Congress barred inmates from accessing federal Pell grants to finance college courses in 1994, arguing it was unfair for prisoners to receive a share of limited financial aid dollars. Pell grants, a form of aid for low-income students, served as the primary source of funding for college programs in prisons. Without grant dollars, many facilities scaled back their educational offerings and few inmates could afford to pursue higher education.

Using state and federal data, authors of the report say about 463,000 prison inmates would be eligible for Pell grants if Congress repealed the ban. If half of that population took advantage of the grant, states could reduce recidivism rates and save an estimated $366 million a year in correctional spending. Those savings would skyrocket to $549 million a year if 75 percent of the Pell-eligible prison population tapped the grant.

In Maryland, the authors estimate the state could save $7.6 million a year in prison expenditures, while Virginia could lower corrections spending by $3.6 million according to the report.

Educated inmates would stand a better chance of obtaining employment upon release given the growing share of jobs that require postsecondary credentials or degrees, the report said.

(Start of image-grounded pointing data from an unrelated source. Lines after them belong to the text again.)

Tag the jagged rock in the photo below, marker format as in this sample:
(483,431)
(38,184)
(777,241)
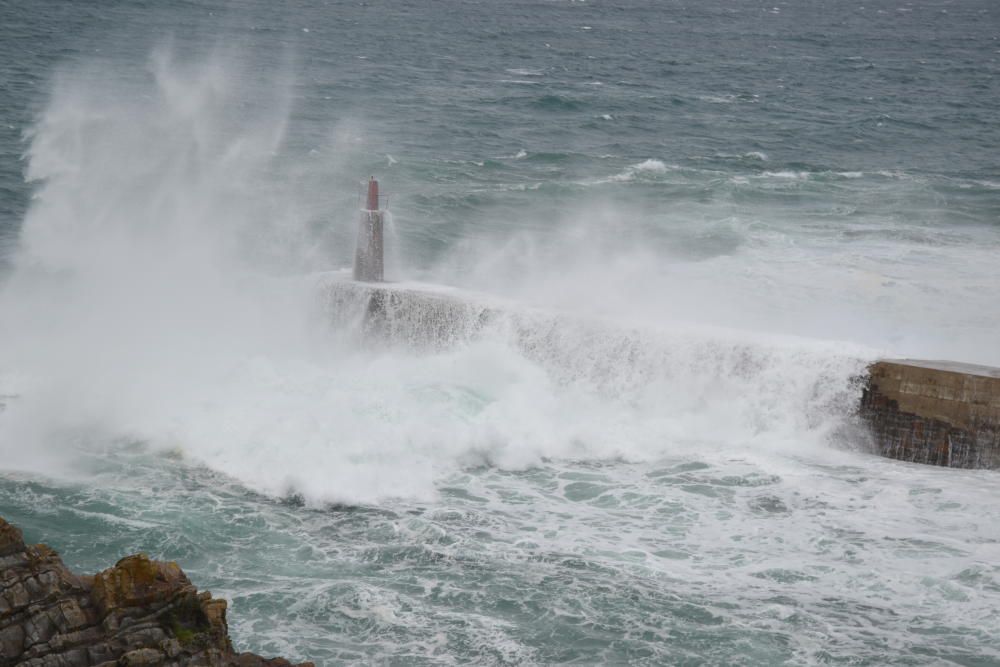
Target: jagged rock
(139,613)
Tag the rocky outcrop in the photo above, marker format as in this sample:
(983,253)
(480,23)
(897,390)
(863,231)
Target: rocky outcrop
(139,613)
(934,412)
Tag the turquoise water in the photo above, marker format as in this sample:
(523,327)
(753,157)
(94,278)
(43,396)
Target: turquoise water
(700,223)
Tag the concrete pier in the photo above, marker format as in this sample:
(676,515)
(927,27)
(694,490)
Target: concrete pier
(934,412)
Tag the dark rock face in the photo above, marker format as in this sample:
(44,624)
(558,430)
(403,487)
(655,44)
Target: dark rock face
(139,613)
(934,413)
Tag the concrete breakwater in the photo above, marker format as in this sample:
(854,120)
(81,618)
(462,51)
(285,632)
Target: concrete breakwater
(936,413)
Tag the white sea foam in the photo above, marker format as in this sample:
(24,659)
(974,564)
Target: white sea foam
(138,311)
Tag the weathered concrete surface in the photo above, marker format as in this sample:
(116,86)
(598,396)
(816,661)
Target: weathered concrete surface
(935,412)
(139,613)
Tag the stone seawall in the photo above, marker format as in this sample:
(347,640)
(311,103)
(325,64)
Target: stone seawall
(934,412)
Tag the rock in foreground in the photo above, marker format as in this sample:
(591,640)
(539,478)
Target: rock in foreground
(140,612)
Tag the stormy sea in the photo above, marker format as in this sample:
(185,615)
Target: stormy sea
(696,224)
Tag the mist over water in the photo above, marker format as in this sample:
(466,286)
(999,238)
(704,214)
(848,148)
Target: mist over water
(692,228)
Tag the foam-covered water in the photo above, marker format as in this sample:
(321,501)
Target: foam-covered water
(676,236)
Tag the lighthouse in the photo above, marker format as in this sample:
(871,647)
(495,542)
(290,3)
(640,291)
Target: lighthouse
(369,264)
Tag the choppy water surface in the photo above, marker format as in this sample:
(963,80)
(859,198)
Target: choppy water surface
(699,224)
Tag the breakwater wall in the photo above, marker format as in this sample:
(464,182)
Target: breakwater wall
(937,413)
(934,412)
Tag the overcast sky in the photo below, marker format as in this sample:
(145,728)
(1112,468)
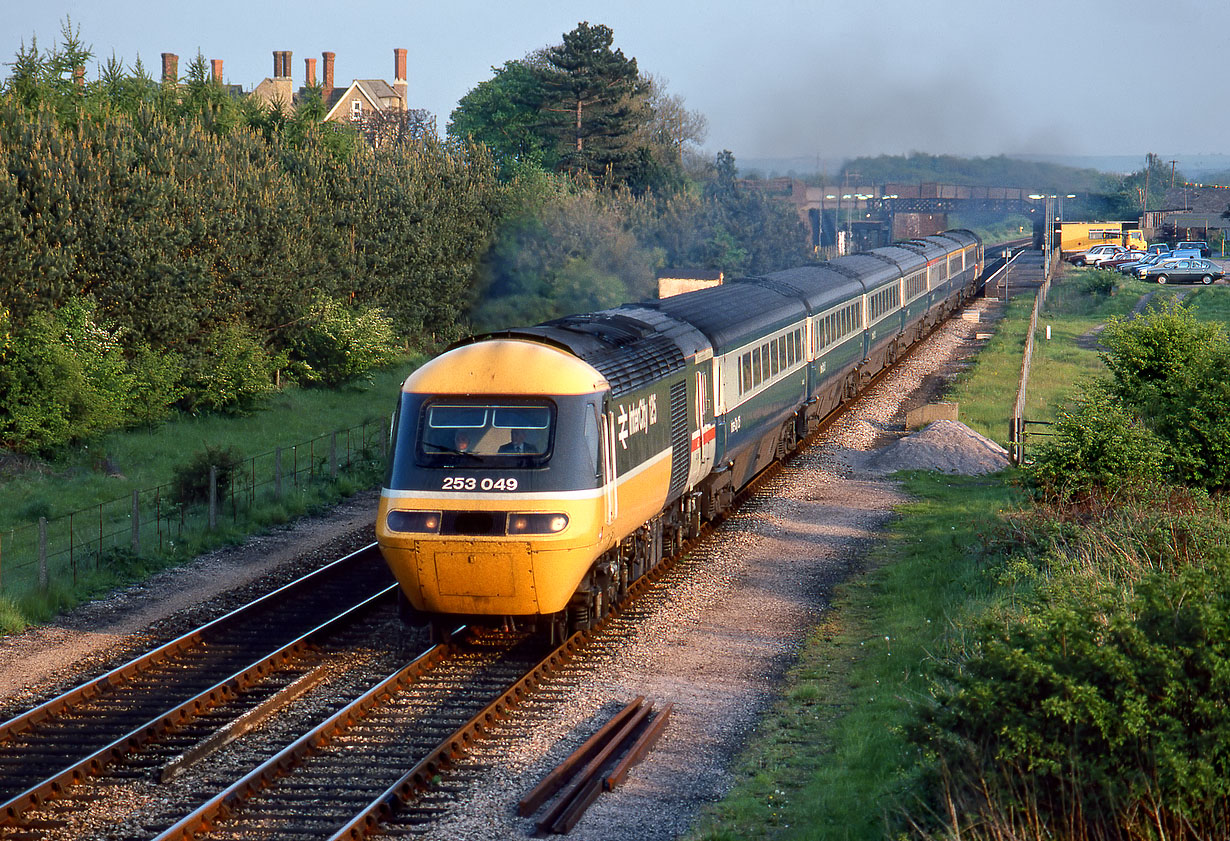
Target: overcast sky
(775,78)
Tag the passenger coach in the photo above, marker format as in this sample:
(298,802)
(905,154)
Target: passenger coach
(536,472)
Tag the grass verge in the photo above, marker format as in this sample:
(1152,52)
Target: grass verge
(829,761)
(175,533)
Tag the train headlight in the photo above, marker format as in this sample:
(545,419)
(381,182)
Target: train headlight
(536,524)
(427,523)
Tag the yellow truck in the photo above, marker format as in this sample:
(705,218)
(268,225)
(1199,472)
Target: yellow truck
(1075,237)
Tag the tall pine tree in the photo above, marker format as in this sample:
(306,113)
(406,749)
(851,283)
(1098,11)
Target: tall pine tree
(597,100)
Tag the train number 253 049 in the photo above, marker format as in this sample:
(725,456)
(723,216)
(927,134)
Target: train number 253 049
(472,483)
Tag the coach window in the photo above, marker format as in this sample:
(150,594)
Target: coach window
(592,439)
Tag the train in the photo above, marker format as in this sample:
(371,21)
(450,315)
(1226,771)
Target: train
(536,472)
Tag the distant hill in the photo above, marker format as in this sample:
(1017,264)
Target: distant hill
(1207,169)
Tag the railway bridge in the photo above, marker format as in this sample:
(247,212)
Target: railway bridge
(857,217)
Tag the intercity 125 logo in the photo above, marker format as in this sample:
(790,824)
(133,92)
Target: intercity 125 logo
(636,417)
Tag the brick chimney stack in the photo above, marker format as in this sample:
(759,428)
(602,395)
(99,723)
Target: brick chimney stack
(327,85)
(399,75)
(170,68)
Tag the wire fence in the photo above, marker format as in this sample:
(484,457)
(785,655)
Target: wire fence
(1016,428)
(160,520)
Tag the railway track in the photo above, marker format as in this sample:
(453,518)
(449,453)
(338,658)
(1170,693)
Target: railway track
(181,690)
(408,727)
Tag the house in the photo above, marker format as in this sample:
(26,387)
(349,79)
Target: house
(363,98)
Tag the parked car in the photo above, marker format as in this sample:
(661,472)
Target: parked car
(1182,269)
(1149,260)
(1121,258)
(1090,257)
(1186,252)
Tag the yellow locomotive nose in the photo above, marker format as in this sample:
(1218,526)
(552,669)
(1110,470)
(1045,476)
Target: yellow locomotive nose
(531,566)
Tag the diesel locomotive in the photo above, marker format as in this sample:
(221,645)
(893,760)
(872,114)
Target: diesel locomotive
(536,472)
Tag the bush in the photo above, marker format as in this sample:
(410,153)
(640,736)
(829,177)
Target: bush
(191,482)
(1097,444)
(64,378)
(342,343)
(1175,371)
(1096,714)
(233,371)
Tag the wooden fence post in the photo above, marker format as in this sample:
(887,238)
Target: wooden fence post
(137,523)
(213,497)
(42,553)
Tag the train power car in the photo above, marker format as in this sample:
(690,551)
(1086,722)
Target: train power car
(536,472)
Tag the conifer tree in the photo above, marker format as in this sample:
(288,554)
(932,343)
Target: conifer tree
(597,100)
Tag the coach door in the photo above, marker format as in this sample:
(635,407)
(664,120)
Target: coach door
(705,429)
(610,492)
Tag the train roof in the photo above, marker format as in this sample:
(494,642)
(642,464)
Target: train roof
(872,269)
(908,257)
(821,287)
(733,314)
(631,346)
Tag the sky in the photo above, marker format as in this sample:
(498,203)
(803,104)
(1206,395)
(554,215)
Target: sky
(775,79)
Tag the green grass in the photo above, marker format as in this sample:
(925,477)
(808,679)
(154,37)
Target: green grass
(987,390)
(830,761)
(75,481)
(92,552)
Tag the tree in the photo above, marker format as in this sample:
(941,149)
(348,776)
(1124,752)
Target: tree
(598,100)
(503,114)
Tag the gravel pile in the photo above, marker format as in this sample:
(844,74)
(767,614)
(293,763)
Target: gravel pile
(947,446)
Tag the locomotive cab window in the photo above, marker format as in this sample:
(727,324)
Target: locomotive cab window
(475,434)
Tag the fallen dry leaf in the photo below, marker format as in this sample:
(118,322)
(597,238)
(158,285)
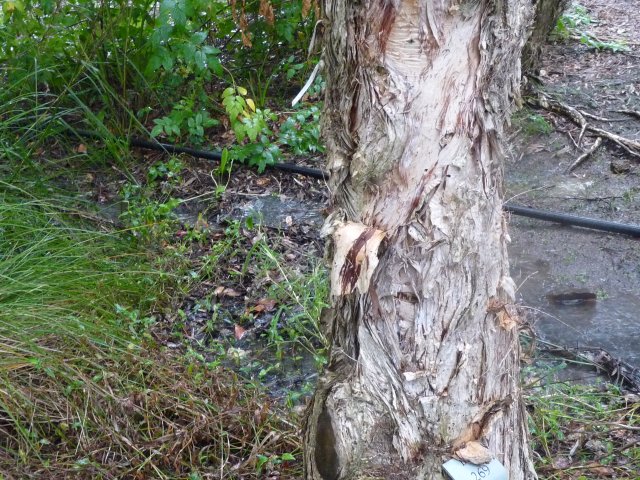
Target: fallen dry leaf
(239,331)
(226,292)
(474,452)
(263,305)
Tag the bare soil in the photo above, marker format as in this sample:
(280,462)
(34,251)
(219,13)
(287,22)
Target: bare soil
(548,259)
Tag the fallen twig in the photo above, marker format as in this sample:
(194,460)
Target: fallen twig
(630,146)
(631,113)
(602,360)
(585,155)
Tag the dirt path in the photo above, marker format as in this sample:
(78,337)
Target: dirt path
(548,259)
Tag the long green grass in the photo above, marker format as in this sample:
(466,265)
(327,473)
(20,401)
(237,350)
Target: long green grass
(85,389)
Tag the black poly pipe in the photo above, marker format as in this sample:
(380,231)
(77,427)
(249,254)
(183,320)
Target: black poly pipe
(566,219)
(209,154)
(562,218)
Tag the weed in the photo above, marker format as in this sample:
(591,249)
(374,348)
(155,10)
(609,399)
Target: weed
(580,426)
(572,25)
(84,389)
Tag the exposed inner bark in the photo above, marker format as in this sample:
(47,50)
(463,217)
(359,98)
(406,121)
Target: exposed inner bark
(424,358)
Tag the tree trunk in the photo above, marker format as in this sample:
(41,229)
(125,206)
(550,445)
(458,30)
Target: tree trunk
(424,357)
(546,17)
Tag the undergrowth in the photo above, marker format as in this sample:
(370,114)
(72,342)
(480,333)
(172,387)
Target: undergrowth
(582,432)
(85,390)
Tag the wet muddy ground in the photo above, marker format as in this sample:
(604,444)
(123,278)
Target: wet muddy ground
(549,260)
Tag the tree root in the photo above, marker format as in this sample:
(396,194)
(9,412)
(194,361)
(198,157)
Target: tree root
(578,161)
(632,147)
(616,369)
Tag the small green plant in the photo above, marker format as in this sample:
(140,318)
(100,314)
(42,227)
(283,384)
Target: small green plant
(250,126)
(146,216)
(184,121)
(572,25)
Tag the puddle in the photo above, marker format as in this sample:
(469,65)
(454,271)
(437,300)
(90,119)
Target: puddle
(278,212)
(555,272)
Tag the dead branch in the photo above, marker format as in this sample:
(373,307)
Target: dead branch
(616,369)
(585,155)
(632,147)
(631,113)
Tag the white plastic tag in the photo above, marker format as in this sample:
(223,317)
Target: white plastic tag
(456,470)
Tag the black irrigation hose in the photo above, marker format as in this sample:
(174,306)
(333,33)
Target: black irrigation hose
(562,218)
(208,154)
(574,220)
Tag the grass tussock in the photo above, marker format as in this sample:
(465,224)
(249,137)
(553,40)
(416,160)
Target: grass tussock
(585,432)
(85,392)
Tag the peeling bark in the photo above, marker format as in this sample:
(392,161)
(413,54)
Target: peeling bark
(547,13)
(424,360)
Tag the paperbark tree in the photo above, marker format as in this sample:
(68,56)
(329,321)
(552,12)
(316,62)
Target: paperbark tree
(547,13)
(424,358)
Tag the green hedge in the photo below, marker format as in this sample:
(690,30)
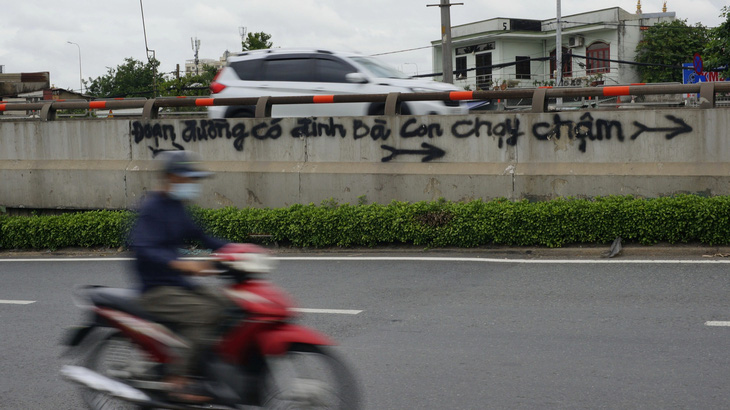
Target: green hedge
(679,219)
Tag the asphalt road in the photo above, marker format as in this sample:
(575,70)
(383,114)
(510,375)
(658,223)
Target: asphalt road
(447,334)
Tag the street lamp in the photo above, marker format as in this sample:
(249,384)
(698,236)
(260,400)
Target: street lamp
(414,65)
(81,81)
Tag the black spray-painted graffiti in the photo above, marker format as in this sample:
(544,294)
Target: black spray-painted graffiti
(589,129)
(507,132)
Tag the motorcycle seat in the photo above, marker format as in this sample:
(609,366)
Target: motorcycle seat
(122,299)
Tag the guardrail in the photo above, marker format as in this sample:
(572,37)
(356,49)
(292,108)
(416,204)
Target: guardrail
(539,96)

An increase in employment rates would translate into higher earnings that could be pumped back into the local economy. Authors of the report expect that combined wages earned by all formerly incarcerated people would increase by about $45.3 million during the first year of release.

Nearly two-thirds of people incarcerated in state and federal prisons are academically eligible to enroll in higher-education programs, yet only 9 percent complete a postsecondary program, according to the report.

The higher-education programs that exist in state and federal facilities are largely funded through the Second Chance Pell Pilot Program, an Obama-era initiative to help prisoners earn an associate’s or bachelor’s degree while incarcerated. Sixty-seven colleges and universities were selected in 2016 to work with more than 100 federal and state penitentiaries to enroll up to 12,000 inmates who qualify for Pell grants. But the pilot program is limited.

The report arrives weeks after President Donald Trump signed into law a bipartisan criminal justice overhaul bill, known as the First Step Act. The law shortens sentences for some offenders and expands job training for prisoners, but it failed to address financial aid limitations. Still, prison change advocates see the passage of the law as an inflection point that could bode well for lifting the Pell ban.

The leaders of the House and Senate education committees say they will address the ban in legislation reauthorizing the Higher Education Act of 1965, a federal law that governs almost every aspect of the sector.